Oxford University’s Philosophy Faculty is to introduce an undergraduate paper on feminist philosophy.
Two new professors in the subject have recently been appointed by the faculty to help teach the new part of the course.
Chair of the Philosophy Faculty Board and Fellow at Keble College, Dr Edward Harcourt told Cherwell: “Some of the most interesting new work in philosophy in recent years – in epistemology, in social and political philosophy, in metaphysics, ethics, moral psychology, in the philosophy of language, in aesthetics, and in other areas besides – has been done by philosophers who are also feminists.”
In reference to the new paper, he added: “We want to do this partly just because it’s interesting, and partly to raise the profile and status of feminist philosophy at Oxford and send the message to our female students that philosophy is for you.
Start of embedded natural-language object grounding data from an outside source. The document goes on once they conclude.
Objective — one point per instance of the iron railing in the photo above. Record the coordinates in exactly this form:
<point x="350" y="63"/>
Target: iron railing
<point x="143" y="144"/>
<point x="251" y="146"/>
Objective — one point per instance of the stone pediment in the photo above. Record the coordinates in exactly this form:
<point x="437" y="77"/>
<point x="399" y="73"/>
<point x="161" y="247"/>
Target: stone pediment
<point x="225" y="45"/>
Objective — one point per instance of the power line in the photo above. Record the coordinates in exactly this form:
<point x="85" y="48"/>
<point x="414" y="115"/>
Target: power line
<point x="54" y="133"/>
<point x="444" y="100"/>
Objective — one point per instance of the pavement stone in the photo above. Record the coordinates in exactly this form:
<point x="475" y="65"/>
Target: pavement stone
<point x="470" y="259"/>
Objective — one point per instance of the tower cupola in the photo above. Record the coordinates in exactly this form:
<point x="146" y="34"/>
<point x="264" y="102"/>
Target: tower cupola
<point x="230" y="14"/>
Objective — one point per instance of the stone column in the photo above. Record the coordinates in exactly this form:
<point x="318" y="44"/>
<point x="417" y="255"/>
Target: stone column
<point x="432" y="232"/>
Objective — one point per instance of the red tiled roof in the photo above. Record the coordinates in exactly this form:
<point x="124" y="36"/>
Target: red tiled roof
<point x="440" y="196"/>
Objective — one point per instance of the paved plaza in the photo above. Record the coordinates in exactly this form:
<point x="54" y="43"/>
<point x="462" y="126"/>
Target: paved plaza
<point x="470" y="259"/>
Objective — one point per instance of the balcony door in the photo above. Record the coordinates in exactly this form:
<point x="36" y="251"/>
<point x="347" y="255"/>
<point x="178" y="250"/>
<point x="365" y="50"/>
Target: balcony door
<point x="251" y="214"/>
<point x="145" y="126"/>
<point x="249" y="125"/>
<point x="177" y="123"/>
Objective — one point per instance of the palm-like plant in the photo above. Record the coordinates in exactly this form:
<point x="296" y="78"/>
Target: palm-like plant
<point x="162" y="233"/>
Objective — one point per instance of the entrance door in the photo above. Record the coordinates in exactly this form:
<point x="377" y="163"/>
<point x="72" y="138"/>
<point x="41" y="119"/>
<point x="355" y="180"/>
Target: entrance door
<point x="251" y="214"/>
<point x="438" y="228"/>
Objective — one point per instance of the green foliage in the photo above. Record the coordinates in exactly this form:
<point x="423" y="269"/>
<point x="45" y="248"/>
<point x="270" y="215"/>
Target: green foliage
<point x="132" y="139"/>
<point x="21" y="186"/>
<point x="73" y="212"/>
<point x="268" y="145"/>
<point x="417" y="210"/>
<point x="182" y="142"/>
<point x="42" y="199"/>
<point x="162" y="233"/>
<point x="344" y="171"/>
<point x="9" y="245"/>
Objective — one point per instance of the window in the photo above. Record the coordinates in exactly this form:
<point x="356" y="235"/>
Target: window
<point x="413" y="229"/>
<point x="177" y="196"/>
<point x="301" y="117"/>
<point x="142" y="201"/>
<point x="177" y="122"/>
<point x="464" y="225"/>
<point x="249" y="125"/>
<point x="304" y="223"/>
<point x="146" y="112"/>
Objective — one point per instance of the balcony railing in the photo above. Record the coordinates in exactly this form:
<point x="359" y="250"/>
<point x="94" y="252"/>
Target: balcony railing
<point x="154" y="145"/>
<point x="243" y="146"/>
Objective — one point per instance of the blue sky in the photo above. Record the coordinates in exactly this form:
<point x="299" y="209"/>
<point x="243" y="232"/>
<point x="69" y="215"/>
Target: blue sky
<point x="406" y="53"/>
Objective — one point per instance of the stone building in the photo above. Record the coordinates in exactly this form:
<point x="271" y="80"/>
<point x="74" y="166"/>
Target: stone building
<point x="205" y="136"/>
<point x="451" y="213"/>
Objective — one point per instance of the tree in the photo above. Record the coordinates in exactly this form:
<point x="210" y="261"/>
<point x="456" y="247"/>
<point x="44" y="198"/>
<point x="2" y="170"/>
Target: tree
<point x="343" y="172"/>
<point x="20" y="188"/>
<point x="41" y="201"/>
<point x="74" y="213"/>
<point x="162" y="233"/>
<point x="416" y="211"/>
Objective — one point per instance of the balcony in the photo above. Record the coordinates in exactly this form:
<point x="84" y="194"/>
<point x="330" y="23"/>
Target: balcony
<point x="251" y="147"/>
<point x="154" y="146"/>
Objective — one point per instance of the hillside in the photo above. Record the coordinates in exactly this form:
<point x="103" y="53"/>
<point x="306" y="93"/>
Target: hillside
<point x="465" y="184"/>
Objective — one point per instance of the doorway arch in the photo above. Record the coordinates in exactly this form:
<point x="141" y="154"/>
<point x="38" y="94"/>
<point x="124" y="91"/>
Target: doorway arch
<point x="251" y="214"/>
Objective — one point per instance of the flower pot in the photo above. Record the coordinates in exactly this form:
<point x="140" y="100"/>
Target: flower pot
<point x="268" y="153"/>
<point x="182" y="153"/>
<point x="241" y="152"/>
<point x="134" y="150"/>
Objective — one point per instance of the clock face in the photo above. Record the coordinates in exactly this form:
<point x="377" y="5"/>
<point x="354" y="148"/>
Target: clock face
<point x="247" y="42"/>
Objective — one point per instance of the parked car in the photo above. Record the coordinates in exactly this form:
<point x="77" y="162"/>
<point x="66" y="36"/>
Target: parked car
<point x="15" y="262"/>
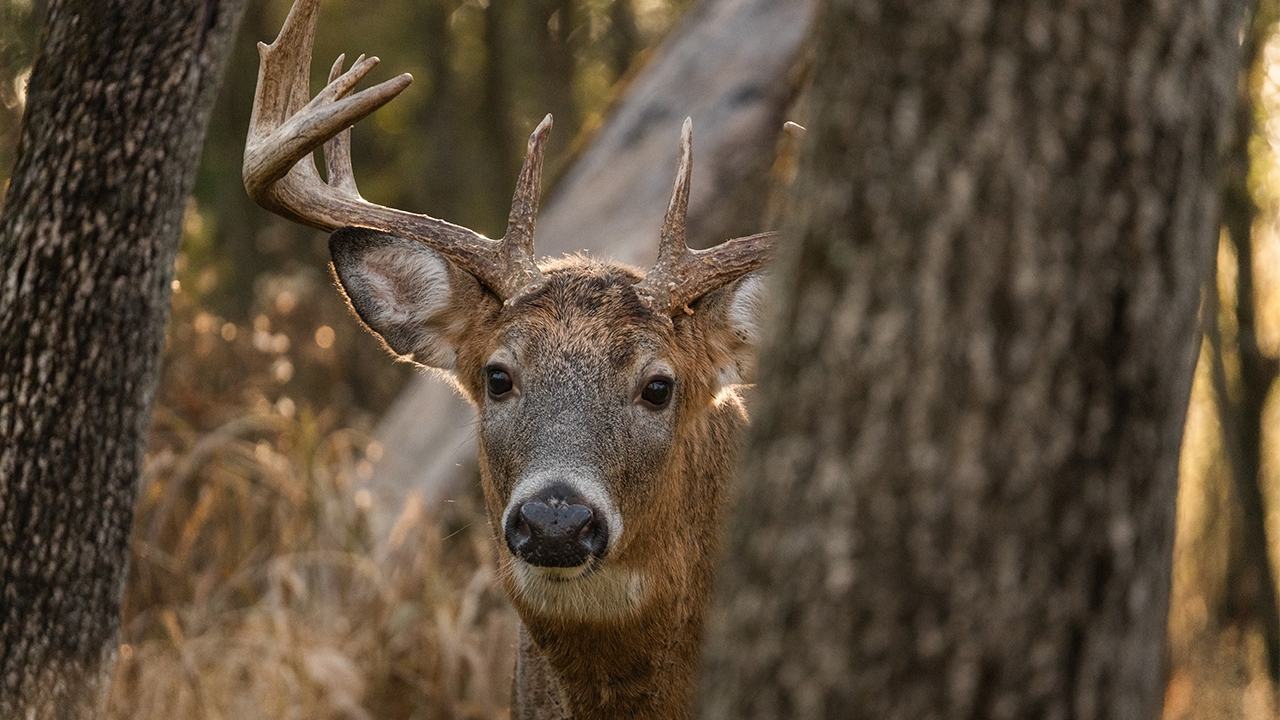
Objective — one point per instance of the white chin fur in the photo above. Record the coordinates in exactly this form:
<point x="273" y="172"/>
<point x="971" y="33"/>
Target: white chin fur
<point x="579" y="593"/>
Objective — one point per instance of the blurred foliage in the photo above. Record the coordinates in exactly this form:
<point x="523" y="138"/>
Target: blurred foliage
<point x="485" y="72"/>
<point x="1224" y="633"/>
<point x="255" y="587"/>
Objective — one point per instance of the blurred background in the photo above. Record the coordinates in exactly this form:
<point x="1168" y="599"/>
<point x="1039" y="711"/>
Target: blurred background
<point x="256" y="586"/>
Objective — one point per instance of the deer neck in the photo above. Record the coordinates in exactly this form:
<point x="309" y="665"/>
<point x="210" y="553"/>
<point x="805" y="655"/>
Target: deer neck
<point x="643" y="668"/>
<point x="643" y="665"/>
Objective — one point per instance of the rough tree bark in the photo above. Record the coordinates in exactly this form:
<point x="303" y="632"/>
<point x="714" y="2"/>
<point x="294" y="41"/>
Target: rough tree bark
<point x="115" y="117"/>
<point x="730" y="65"/>
<point x="958" y="500"/>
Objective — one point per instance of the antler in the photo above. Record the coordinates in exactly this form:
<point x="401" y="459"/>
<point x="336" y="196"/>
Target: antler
<point x="280" y="173"/>
<point x="681" y="274"/>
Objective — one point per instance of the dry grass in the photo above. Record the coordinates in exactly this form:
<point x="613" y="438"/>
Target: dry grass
<point x="255" y="589"/>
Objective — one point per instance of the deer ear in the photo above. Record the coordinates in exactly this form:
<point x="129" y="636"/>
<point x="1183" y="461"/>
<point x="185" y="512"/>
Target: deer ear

We expect the paper to be very popular – and of course you won’t have to be female in order to do it! – and you can’t introduce a new undergraduate paper with just one staff member.”
Harcourt stressed that feminist philosophy had been studied at Oxford before and had composed part of the interdisciplinary Women’s Studies Masters programme.
The first university post in feminist philosophy was appointed last year to Professor Mari Mikkola of Somerville College. Following on from these two new appointments, the Faculty also intends to hire at least one more feminist philosopher by the end of next year.
Professor Mikkola told Cherwell: “Feminist philosophy is a rather new sub-discipline in philosophy, but has gone from being a niche topic to being in the mainstream over the past 20 years. It is certainly no longer neglected in English-speaking Anglo-American philosophy as a whole, though it has not been prominent in Oxford and has only recently been promoted here.
“It seems to me that students have been rather unaware of feminist contributions to philosophy. I suspect that this will change hugely once feminist philosophy becomes more prominent in Oxford and once feminist topics are more widely available and better integrated in the undergraduate curriculum.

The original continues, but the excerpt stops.